I don't know if anyone keeps up with the Electric Universe folks, but the models of Birkeland Currents - counter-rotating cylinders of plasma in an electro-magnetic field - sound amazingly like the Nazi Bell described in Farrell's books, and they have both repulsive and attractive forces (so-called anti-gravity) depending on charge and spin. Additionally, Birkeland currents are scalable from lab bench to trans-galactic, and could theoretically be produced using the solar wind (plasma) as "fuel," given the ability to generate a sufficiently strong magnetic field. Top speeds would be significant fractions of the speed of light, with both acceleration and deceleration capabilities by simply reversing the polarity of the current.

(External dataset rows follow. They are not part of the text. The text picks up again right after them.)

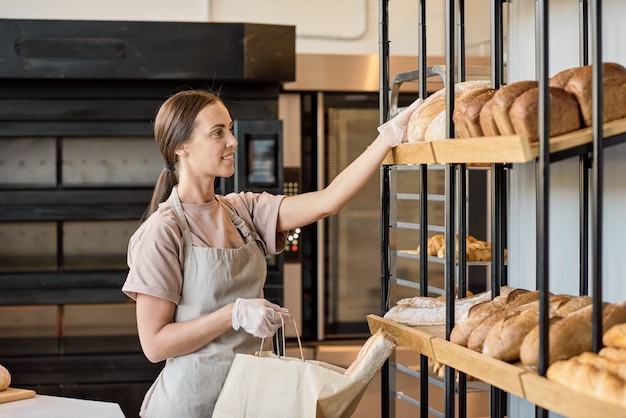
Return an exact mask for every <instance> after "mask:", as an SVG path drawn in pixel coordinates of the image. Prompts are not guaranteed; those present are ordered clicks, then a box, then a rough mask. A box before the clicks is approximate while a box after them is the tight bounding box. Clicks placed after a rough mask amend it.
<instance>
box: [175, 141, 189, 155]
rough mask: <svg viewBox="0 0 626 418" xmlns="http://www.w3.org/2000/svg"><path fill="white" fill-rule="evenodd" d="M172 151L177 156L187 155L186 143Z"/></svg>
mask: <svg viewBox="0 0 626 418" xmlns="http://www.w3.org/2000/svg"><path fill="white" fill-rule="evenodd" d="M174 152H175V153H176V155H178V156H179V157H187V156H188V155H189V151H187V144H183V145H181V146H180V147H179V148H176V151H174Z"/></svg>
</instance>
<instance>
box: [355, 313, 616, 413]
mask: <svg viewBox="0 0 626 418" xmlns="http://www.w3.org/2000/svg"><path fill="white" fill-rule="evenodd" d="M367 322H368V325H369V327H370V331H371V332H372V334H373V333H375V332H377V331H378V330H379V329H381V328H382V329H384V330H385V331H387V332H389V333H390V334H391V335H393V336H394V337H395V338H396V339H397V343H398V345H400V346H402V347H405V348H409V349H411V350H413V351H415V352H417V353H419V354H422V355H424V356H427V357H429V358H431V359H433V360H436V361H438V362H440V363H443V364H446V365H448V366H450V367H452V368H454V369H455V370H457V371H460V372H463V373H466V374H467V375H469V376H473V377H474V378H476V379H478V380H480V381H483V382H485V383H488V384H490V385H492V386H496V387H498V388H501V389H503V390H505V391H506V392H508V393H511V394H513V395H515V396H518V397H520V398H524V399H527V400H528V401H529V402H532V403H534V404H536V405H539V406H541V407H543V408H546V409H549V410H551V411H553V412H556V413H559V414H561V415H564V416H567V417H571V418H588V417H591V416H597V417H618V416H626V409H624V408H621V407H619V406H617V405H613V404H610V403H607V402H604V401H602V400H599V399H597V398H595V397H593V396H590V395H587V394H584V393H581V392H577V391H573V390H571V389H569V388H567V387H565V386H563V385H561V384H558V383H554V382H551V381H550V380H548V379H546V378H545V377H542V376H539V375H538V374H537V373H536V372H534V371H532V370H529V369H528V368H525V367H523V366H522V365H521V364H512V363H507V362H504V361H500V360H496V359H493V358H490V357H487V356H484V355H482V354H480V353H478V352H476V351H473V350H470V349H468V348H466V347H463V346H460V345H458V344H454V343H452V342H450V341H448V340H446V338H445V326H422V327H409V326H406V325H402V324H398V323H397V322H394V321H391V320H389V319H386V318H382V317H380V316H377V315H368V317H367Z"/></svg>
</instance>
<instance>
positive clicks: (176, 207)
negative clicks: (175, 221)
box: [167, 186, 191, 248]
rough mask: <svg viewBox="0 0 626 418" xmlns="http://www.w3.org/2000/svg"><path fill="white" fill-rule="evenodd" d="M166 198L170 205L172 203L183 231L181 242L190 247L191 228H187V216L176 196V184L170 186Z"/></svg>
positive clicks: (187, 223)
mask: <svg viewBox="0 0 626 418" xmlns="http://www.w3.org/2000/svg"><path fill="white" fill-rule="evenodd" d="M167 200H168V202H169V203H170V205H172V209H173V210H174V214H175V215H176V217H177V218H178V222H179V223H180V227H181V230H182V233H183V242H184V244H185V247H187V248H191V230H190V229H189V224H188V223H187V218H185V213H184V212H183V205H182V204H181V203H180V198H179V197H178V192H177V191H176V186H174V187H172V193H170V197H169V198H168V199H167Z"/></svg>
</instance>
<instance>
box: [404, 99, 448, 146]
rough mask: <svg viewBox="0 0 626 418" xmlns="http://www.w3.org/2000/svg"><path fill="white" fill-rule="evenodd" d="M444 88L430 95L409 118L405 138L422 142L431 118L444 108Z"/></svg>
mask: <svg viewBox="0 0 626 418" xmlns="http://www.w3.org/2000/svg"><path fill="white" fill-rule="evenodd" d="M445 93H446V90H445V89H441V90H438V91H437V92H435V93H433V94H432V95H430V96H429V97H428V98H426V100H424V102H423V103H422V104H421V106H420V107H419V108H418V109H417V110H415V111H414V112H413V113H412V114H411V117H410V118H409V124H408V126H407V138H408V141H409V142H423V141H424V140H425V138H426V130H427V129H428V126H430V123H431V122H432V120H433V119H434V118H435V117H436V116H437V115H438V114H439V113H441V112H443V111H445V109H446V94H445Z"/></svg>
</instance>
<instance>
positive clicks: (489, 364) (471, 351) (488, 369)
mask: <svg viewBox="0 0 626 418" xmlns="http://www.w3.org/2000/svg"><path fill="white" fill-rule="evenodd" d="M431 343H432V346H433V352H434V354H435V360H437V361H439V362H440V363H444V364H447V365H448V366H450V367H452V368H454V369H456V370H459V371H462V372H463V373H466V374H468V375H470V376H473V377H475V378H477V379H478V380H482V381H483V382H487V383H489V384H491V385H494V386H497V387H499V388H500V389H503V390H504V391H506V392H509V393H512V394H514V395H515V396H519V397H521V398H523V397H524V387H523V386H522V381H521V379H520V377H521V376H522V374H524V373H526V371H525V370H524V369H522V368H520V367H517V366H515V365H513V364H510V363H505V362H503V361H499V360H495V359H492V358H489V357H486V356H483V355H482V354H480V353H478V352H476V351H472V350H469V349H467V348H465V347H462V346H460V345H458V344H454V343H451V342H450V341H447V340H445V339H442V338H434V339H433V340H432V342H431Z"/></svg>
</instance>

Navigation is related to the drive problem, since Newtonian orbits rely on gravitational "wells" and inertia. With a Birkeland Drive (I claim copyright), gravitational considerations are irrelevant and line-of-sight flight paths are easy to achieve, sheering months to years off a flight plan.
As for comms, quantum entanglement and computing allow for instantaneous connections between devices at cosmic scales, meaning time and distance are meaningless. Data entered into one terminal are instantaneously relayed to the other. This would include navigational data, as well as live audio and video, meaning any operation is in constant, real-time communication with central command, and ground operations can be monitored in real time, as well (think Aliens here).
Given the increasing tempo of "official" acknowledgements of UFOs, and the Congressional mandates and Presidential calls for a Space Guard, we could be in for some fun in the near future. The recent "leaks" of incidents aboard the US carrier Nimitz involving multiple UFOs and USOs observed and engaged over a period of weeks is a tacit admission that exotic craft and propulsion exist in the real world.
The "official" descriptions said the craft were "tic-tac" shaped, had no visible external form of propulsion, and could hover, accelerate and maneuver at extremely high speeds. In addition, they were said to interact with "something" in the ocean, implying that they are operational in any external environment, such as water, air or space.
It would seem that we are being conditioned, albeit slowly, to accept that not only is there some "entity" that is not "us" operating exotic technology in the real world, but that the conditioning is concurrent with the call for establishing some kind of "space command" that militarizes space for any number of reasons, as outlined by Farrell's Coast Guard comparison.
In this scenario, "we" already possess the same capabilities that "they" do, and in order to jump-start commercial operations within the Solar System, "we" must make public both the existence of "pirates," but also the ability to defend against them.
In other words, get your popcorn ready, the main attraction is about to begin.